Andrea Guerzoni, EY Global Vice Chair – Strategy and Transactions, says:
“Even though CEOs expect continued stagnation of the global economy, this hasn’t dampened their drive for profitability. Exhibiting a newfound resilience and confidence, CEOs are on the hunt for opportunities to drive efficiencies and transform their business for growth. Anticipating an upswing in the M&A market now showing signs of recovery, many are now meaningfully revisiting their business transformation plans, scanning for smart investments and laying groundwork for potential alliances.”
Lift-off for deals market in 2024
CEOs are anticipating a deals market bounce-back with eight in 10 (79%) respondents predicting an uptick in mergers and acquisitions (M&A) megadeals above US$10bn. Thirty-six percent of respondents are also actively pursuing M&A transactions over the next 12 months and a further 29% are seeking divestments. The US maintained its position as the most attractive target region in terms of M&A activity followed by Japan, the United Kingdom, China and India.
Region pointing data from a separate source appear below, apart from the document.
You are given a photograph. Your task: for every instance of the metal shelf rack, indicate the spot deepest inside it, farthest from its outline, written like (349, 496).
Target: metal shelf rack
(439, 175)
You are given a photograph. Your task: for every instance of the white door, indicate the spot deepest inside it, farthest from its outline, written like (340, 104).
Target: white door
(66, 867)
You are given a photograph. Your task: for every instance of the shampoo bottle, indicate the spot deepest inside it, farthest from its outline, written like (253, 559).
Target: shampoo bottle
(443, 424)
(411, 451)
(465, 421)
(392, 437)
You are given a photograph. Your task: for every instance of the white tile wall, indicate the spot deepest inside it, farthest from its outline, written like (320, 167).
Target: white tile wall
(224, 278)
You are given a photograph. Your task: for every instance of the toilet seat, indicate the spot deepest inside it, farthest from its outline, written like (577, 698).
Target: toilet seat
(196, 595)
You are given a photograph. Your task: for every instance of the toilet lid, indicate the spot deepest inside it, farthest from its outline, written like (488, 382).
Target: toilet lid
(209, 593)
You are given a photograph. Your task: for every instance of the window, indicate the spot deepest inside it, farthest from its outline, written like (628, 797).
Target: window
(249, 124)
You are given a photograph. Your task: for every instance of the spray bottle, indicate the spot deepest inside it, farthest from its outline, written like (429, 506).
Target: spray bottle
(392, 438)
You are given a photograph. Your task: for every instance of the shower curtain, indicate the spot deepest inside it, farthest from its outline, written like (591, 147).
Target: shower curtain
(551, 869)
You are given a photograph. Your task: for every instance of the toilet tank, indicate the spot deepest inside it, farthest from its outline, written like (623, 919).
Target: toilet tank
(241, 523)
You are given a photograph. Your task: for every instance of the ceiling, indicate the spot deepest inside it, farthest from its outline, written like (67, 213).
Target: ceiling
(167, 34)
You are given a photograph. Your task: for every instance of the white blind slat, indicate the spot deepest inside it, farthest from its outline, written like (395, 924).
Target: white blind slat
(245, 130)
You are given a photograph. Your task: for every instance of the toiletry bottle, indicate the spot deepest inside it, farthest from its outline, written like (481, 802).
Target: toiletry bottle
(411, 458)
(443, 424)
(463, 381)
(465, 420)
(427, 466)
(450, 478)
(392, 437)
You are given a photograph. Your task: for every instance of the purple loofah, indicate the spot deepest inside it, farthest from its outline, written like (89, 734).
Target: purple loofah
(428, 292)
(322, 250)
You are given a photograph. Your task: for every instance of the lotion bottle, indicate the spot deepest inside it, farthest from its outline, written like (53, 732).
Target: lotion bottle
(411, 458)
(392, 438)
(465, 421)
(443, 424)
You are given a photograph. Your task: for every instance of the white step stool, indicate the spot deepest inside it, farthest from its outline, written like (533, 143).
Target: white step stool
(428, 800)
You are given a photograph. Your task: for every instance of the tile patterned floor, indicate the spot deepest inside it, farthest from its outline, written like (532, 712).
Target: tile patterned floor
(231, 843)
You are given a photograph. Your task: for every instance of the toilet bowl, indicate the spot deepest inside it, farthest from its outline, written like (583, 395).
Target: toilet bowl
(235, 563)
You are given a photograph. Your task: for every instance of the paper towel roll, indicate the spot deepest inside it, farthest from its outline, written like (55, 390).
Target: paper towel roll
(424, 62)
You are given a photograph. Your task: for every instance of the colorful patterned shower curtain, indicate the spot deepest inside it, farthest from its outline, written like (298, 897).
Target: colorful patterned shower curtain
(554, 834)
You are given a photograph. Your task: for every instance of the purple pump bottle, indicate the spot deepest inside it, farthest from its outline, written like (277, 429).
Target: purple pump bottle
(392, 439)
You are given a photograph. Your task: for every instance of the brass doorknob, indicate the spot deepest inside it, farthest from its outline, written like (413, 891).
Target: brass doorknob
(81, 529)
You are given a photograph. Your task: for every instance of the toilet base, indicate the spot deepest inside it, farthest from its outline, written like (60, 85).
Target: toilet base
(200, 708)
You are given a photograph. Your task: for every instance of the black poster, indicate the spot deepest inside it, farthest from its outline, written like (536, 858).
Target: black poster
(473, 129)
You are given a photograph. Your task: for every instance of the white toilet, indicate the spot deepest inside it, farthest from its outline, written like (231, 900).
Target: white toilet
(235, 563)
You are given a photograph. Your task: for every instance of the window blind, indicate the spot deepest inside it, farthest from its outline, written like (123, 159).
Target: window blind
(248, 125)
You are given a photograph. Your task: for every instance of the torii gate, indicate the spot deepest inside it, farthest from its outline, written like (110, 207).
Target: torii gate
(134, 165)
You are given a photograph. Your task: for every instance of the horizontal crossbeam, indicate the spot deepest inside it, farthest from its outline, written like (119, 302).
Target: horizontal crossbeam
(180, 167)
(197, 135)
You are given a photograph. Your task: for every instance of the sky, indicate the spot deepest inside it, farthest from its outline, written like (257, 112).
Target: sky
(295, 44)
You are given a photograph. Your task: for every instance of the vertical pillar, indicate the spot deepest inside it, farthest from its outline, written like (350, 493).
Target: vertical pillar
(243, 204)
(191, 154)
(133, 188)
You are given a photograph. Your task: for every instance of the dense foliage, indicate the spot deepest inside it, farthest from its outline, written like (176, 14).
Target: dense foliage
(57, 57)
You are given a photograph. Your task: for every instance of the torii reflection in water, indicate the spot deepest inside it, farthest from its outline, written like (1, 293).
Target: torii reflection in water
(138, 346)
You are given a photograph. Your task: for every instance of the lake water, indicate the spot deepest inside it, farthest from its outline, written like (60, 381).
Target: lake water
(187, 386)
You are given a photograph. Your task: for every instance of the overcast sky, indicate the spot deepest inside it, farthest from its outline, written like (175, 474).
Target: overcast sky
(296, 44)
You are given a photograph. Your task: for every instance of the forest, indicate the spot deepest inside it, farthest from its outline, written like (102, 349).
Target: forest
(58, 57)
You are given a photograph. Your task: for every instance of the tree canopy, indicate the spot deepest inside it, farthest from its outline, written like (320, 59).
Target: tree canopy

Manufacturing was identified as the top sector for M&A deals closely followed by ‘banking and capital markets’, ‘insurance’, ‘consumer products’ and ‘mobility’ rounding up the top five.
This quarter, the survey also captured the perspectives of 300 private equity (PE) leaders across more than 20 countries, regarding their investment and portfolio management outlook. Mirroring CEO sentiment, the majority of surveyed PE leaders (71%) also predict an uptick in megadeals. Seventy percent of surveyed PE leaders predict an increase in corporate divestment or carve out activity in 2024, signifying a more buoyant deals market than seen in the previous year.
Transformation plans speed up, with a focus on efficiencies
Underpinning the rise in CEO confidence is a rush toward strategic transformation, 58% of CEOs surveyed are accelerating their business transformation agendas – a significant leap, almost tripling from 21% in July 2023. In stark contrast, only 5% now report having no transformation plans, a fall from 37% in July 2023.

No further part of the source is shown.